Richest nations criticised over aid
Developing countries attacked the world's richest nations for failing to fulfil commitments to increase financial aid.
Members of the Group of 77 said developed countries were responsible for challenges such as global warming that the poorer nations were now grappling with.
The group called for better co-operation among the developing nations and joint action on global challenges such as climate change, food security and poverty to promote their own interests.
Egyptian foreign minister Ahmed Aboul Gheit complained that developing countries were not getting enough aid and did not have the economic clout they deserved.
The "core of the problem", he said, was the "lack of adequate funding as a result of the failure of many developed countries to fulfil their financial commitments".
The Group of 77, which unites 132 mainly developing countries - most of them in the Southern Hemisphere - and China, held a day-long meeting at the United Nations' headquarters in New York, where the chairmanship was handed from Yemen to Argentina.
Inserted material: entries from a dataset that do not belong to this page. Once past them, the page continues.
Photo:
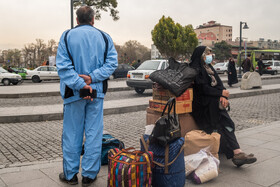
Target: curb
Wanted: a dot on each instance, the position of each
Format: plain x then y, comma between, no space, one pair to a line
116,89
112,111
59,116
56,93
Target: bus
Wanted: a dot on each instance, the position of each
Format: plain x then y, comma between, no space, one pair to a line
266,54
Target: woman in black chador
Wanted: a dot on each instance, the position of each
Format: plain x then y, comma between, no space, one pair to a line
209,93
232,75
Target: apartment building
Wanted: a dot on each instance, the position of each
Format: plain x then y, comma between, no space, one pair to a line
210,33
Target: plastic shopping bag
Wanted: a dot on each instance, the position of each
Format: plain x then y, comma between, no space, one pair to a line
202,166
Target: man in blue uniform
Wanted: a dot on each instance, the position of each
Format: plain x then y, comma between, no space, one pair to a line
86,57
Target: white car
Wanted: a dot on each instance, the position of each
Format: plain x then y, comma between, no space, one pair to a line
7,78
139,78
221,67
43,73
271,67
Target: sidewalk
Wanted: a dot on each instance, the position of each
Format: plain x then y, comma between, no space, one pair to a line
54,112
52,89
49,89
263,141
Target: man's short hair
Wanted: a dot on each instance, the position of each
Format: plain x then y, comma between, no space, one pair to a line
85,14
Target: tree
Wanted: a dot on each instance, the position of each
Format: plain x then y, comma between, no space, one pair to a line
132,52
13,57
222,51
102,5
173,39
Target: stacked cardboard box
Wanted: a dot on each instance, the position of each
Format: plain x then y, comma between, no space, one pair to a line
183,108
161,96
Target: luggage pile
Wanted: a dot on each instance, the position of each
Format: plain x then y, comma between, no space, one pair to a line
162,161
183,107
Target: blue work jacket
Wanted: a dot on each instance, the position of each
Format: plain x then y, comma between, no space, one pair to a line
86,46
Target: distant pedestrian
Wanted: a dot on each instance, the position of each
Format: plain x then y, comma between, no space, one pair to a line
260,66
247,64
86,57
232,75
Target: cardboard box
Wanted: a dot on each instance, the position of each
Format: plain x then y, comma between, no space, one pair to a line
160,93
186,121
182,107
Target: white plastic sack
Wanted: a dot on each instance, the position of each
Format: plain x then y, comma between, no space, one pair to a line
194,160
204,165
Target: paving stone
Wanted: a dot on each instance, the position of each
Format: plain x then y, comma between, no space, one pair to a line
21,177
2,184
264,173
275,145
262,136
34,141
42,182
251,141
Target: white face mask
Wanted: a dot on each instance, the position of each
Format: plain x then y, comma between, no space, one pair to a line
208,59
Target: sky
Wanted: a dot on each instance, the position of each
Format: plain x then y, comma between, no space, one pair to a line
22,21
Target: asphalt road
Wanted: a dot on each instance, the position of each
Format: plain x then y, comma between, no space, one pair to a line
35,101
23,143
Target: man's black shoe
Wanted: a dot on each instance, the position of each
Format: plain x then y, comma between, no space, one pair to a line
87,181
72,181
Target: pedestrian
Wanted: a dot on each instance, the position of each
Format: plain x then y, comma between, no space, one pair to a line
209,93
260,66
247,64
232,75
83,63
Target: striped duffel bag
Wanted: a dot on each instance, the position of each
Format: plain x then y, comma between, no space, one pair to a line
128,168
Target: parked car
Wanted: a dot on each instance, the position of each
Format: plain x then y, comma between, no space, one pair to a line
271,67
139,78
43,73
121,71
7,78
21,71
221,67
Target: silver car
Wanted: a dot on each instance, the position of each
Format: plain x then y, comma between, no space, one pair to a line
221,67
139,78
271,67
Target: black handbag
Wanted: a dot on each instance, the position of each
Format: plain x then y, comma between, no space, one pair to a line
167,128
177,78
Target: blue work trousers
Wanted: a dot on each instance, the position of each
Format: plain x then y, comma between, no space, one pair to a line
83,117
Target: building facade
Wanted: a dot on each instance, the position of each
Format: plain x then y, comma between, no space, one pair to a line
210,33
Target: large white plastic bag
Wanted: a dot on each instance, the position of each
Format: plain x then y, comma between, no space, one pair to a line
194,160
207,170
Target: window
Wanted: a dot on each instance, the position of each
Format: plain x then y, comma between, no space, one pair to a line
43,69
52,69
162,65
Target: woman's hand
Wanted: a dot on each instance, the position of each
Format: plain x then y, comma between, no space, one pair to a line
224,101
225,93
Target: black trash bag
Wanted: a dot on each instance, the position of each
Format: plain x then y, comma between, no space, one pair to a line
177,78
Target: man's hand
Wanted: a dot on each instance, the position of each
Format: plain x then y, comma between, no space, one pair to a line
224,101
90,90
225,93
86,78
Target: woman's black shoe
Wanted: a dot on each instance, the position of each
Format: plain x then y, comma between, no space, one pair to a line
87,181
72,181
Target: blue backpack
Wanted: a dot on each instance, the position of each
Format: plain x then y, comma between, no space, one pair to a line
108,142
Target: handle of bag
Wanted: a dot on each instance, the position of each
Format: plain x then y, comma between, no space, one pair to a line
168,104
146,147
171,103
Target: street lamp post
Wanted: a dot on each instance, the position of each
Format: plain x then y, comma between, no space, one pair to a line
240,45
71,11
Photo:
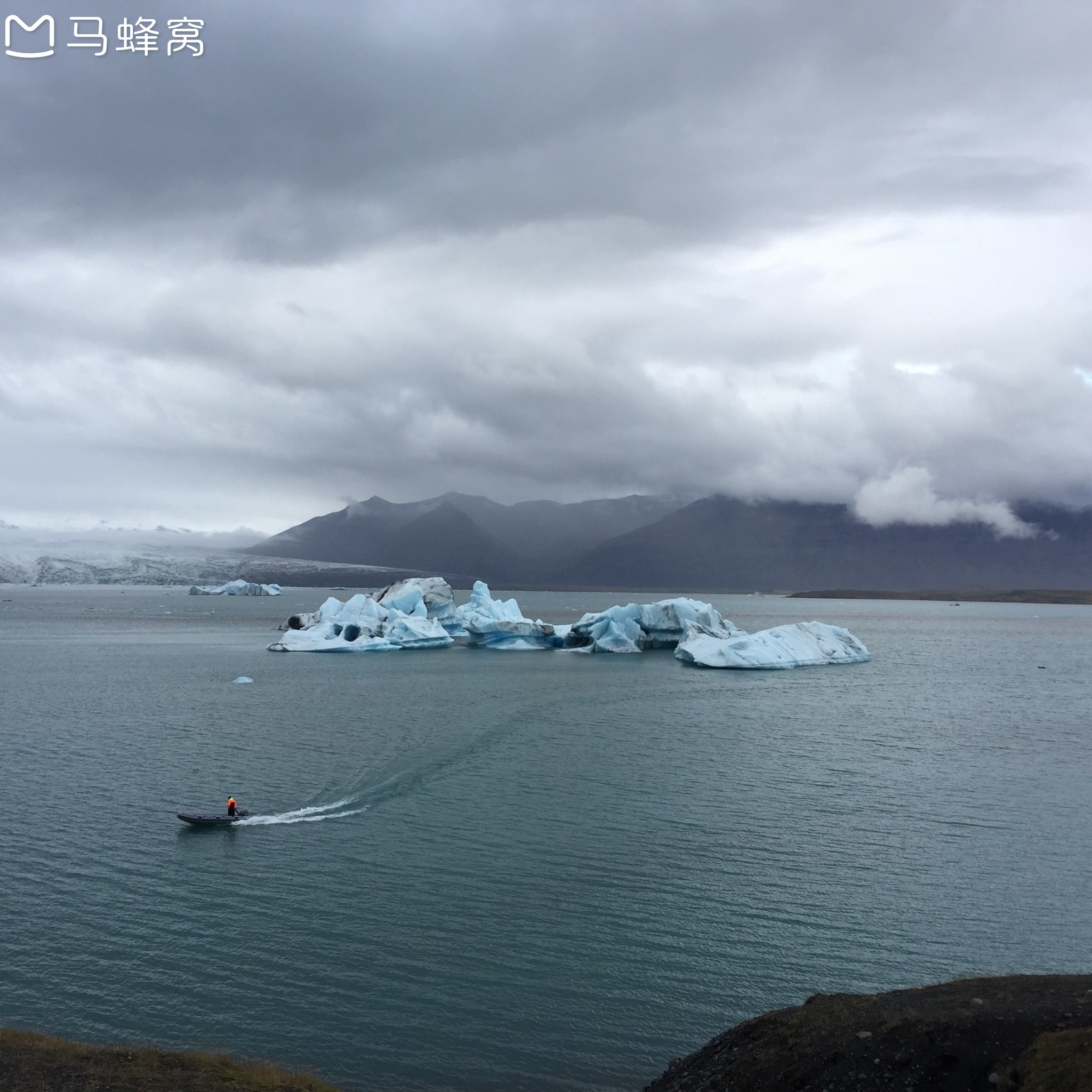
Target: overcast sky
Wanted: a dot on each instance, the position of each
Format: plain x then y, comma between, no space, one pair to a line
825,249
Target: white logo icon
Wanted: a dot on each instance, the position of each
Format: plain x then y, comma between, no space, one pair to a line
15,19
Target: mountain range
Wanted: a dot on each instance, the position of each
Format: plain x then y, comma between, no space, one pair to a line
714,543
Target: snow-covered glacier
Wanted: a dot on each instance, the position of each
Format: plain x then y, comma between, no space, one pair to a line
411,614
799,645
237,588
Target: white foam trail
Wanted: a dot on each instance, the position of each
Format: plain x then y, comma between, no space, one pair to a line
314,814
291,817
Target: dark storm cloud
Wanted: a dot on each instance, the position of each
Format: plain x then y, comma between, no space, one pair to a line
550,249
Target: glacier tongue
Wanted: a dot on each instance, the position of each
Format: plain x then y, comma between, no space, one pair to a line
800,645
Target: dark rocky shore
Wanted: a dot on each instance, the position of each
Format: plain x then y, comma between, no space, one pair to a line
1027,1032
1031,1033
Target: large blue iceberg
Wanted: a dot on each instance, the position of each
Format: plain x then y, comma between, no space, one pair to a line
237,588
499,624
799,645
411,614
420,613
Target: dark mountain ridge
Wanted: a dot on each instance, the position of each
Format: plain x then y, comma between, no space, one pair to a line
716,543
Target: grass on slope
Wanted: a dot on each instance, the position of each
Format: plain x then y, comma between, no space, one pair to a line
31,1063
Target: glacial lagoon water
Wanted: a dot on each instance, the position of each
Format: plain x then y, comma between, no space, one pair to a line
485,871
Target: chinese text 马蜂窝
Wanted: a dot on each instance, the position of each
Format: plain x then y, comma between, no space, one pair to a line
140,37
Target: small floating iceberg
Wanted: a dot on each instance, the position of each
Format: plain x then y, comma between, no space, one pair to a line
499,624
800,645
237,588
398,617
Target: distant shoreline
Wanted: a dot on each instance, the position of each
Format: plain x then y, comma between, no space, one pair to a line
1065,597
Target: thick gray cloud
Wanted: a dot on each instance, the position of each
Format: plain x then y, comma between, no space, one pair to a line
815,251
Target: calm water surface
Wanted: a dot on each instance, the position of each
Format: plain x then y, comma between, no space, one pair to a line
547,871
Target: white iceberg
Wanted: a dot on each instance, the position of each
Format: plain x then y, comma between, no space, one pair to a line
499,624
434,593
640,626
364,624
237,588
799,645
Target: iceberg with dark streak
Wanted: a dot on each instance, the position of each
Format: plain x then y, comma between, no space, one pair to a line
499,624
799,645
641,626
410,614
237,588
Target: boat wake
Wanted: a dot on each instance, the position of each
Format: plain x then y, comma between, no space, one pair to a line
339,809
396,780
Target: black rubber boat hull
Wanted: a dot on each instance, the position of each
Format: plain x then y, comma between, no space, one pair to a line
224,821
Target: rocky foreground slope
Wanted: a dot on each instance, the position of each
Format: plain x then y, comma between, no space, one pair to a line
1021,1033
1027,1032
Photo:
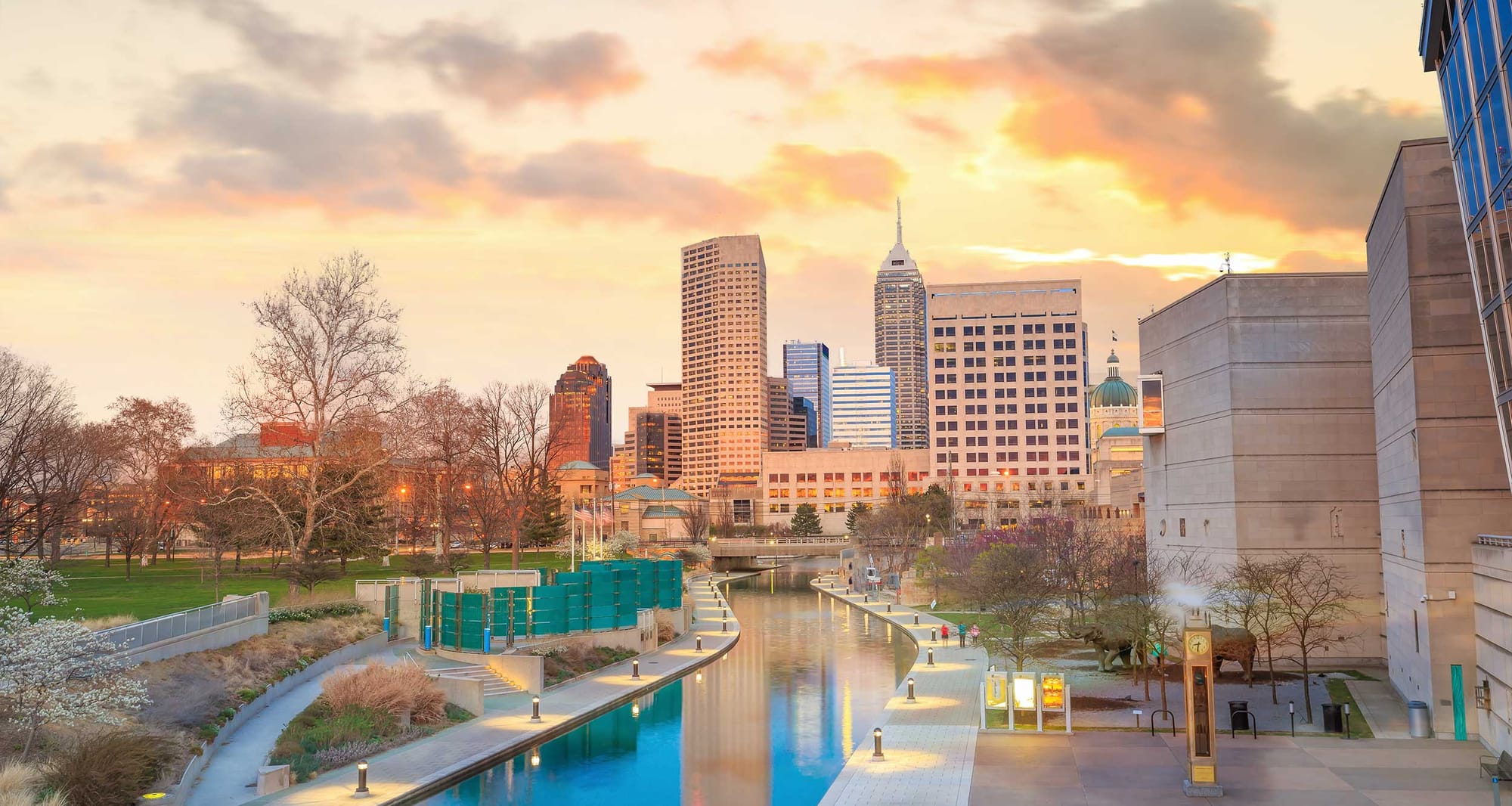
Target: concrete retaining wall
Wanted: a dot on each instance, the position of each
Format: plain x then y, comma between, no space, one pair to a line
321,666
462,692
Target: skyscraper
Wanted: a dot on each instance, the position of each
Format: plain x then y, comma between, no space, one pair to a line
899,305
866,406
580,409
725,397
807,365
1463,42
1009,388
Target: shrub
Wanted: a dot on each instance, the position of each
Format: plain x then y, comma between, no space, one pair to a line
22,786
311,613
108,769
389,689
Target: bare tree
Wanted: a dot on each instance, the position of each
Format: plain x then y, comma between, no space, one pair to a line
1315,595
327,371
1014,584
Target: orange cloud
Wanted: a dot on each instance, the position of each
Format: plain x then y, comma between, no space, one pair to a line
804,176
790,64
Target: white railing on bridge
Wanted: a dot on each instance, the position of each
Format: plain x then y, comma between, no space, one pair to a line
152,631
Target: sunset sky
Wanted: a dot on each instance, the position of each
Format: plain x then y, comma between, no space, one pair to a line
524,175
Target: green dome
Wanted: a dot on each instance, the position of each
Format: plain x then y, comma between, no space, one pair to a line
1114,392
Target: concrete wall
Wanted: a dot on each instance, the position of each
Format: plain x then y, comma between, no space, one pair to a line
1440,468
1269,441
462,692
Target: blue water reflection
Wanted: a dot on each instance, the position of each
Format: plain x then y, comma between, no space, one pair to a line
772,722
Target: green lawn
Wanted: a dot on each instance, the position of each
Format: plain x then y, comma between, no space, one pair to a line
173,586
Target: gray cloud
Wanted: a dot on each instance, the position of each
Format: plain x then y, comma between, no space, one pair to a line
250,143
506,75
615,181
314,58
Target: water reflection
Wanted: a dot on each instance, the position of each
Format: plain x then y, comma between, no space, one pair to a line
772,722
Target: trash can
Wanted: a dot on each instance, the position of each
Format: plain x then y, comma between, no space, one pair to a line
1333,719
1239,722
1419,724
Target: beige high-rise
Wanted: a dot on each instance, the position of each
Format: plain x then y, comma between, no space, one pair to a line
1008,394
727,421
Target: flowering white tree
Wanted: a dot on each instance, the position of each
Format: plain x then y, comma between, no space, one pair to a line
61,672
33,583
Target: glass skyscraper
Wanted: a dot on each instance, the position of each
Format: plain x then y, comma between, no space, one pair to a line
1467,45
866,406
807,365
899,309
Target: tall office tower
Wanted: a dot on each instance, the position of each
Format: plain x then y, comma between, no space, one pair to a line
1463,42
725,417
1008,389
807,365
581,411
899,305
790,420
655,435
866,406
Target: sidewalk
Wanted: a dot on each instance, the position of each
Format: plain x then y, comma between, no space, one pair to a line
929,745
506,730
231,778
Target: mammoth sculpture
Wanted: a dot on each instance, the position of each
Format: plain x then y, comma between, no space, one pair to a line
1235,645
1108,645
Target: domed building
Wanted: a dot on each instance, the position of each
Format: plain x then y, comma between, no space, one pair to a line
1117,444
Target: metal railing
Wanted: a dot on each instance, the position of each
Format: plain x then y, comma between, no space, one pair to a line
152,631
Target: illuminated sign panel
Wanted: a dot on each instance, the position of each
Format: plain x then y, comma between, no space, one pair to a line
1053,692
1151,405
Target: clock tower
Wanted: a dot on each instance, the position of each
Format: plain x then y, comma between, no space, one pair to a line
1197,651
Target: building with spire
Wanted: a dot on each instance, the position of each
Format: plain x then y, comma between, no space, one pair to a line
580,412
900,311
1118,450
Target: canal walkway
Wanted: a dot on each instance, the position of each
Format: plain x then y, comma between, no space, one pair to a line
929,745
507,730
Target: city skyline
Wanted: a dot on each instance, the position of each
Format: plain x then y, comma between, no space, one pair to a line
129,197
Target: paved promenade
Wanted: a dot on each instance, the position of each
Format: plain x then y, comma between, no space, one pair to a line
506,730
929,745
1135,769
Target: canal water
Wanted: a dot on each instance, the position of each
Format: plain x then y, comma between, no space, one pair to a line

Undersecretary General Sha Zukang, who oversees economic and social affairs, pointed to the accelerating degradation of the environment and continuing lack of consensus in the international community on how to deal with climate change. "Against this backdrop of the multiple crises ... the leadership role of the Group of 77 has never become more important," he said.
General Assembly president Joseph Deis said the G77 represented almost two-thirds of the UN member states and was "increasingly being recognised as emerging economic powers". He called for global action to address the challenges and threats facing a more interdependent world, including the financial crisis and climate change.
Yemeni foreign minister Abubakr al-Qirbi, the outgoing G77 president, said climate change was an urgent challenge for the group because it "threatens not only our societies' developmental prospects but also their very existence".
He said co-operation among developing countries had increased "in importance and scope", but complimented rather than substituted co-operation with developed countries.